When it comes to stories, nightmare fuel is rocket fuel. With its insane ghastly premise and the attendant emotional stakes, Neverland plunges us into its situation like few other shows. Can Norman and Emma hide their knowledge from Mom? Can they escape the orphanage, their beautiful home which is now a place of terror? Is there any way they can save not just themselves, but the other kids, still blissfully unaware? Is Mom the only familiar face hiding unspeakable secrets? Who can be trusted? And even if the children do “escape,” what awaits them outside?
Like Death Note, this is a show about characters trying to make plans, to out-think their enemies and perhaps their friends too. There are also shades of Attack on Titan. This is a horror story rooted in fairy tales, when the imaginary monsters in the dark are grinning facts, their jaws gaping to take you in. And even in the early episodes, the twist we’ve described isn’t the only one-eighty-degree plot reversal. True,
Promised Neverland isn’t grim/dark like Titan. Even after the first episode’s shattering shock, there are bright moments of levity between the kids, while even the villains have a funny side. Newly suspicious, Mom brings in another adult to the orphanage, a manic child-chasing maid. She’s like a Disney panto villain gone psycho, snatching up giggling tots with scenechewing glee. It adds to the feeling that this is a specifically children’s nightmare, even as the fundamental situation remains terrifying. Just imagine it. You’re a child, the monsters are real, the adults are helping them, and you’re in their power. You thought The Matrix was a paranoid nightmare? Who needs a Matrix, when you have an orphanage?
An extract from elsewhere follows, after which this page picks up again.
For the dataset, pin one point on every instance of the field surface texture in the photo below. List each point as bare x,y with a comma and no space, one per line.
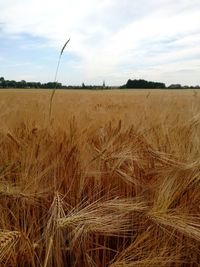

Running in Shonen Jump from August 2016 to June 2020, the Promised Neverland manga was written by Kaiu Shirai and drawn by Posuka Demizu. The ongoing anime version is made by CloverWorks, formerly part of A-1 Pictures. Its director is Mamoru Kanbe, who once helmed the very hardcore horror series Elfen Lied. Lead writer Toshiya Ono held the same post on Blue Exorcist: Kyoto Saga, Gatchaman Crowds and Land of the Lustrous. Emma is voiced by Sumire Morishoshi; a decade ago, she voiced little Nina in Fullmetal Alchmist: Brotherhood. Now there’s a character who shouldn’t have trusted grown-ups…By the way, Promised Neverland’s set-up might remind you of Never Let Me Go, the 2005 novel by the Japan-born, British-based author Kazuo Ishiguro (The Remains of the Day). That also starts with a benign-seeming school which hold a shocking secret about its children’s futures… though Ishiguro’s characters don’t see the secret as shocking, and the story proceeds very differently from Promised Neverland. The novel was filmed in 2010 with Carey Mulligan, Keira Knightley and Andrew Garfield.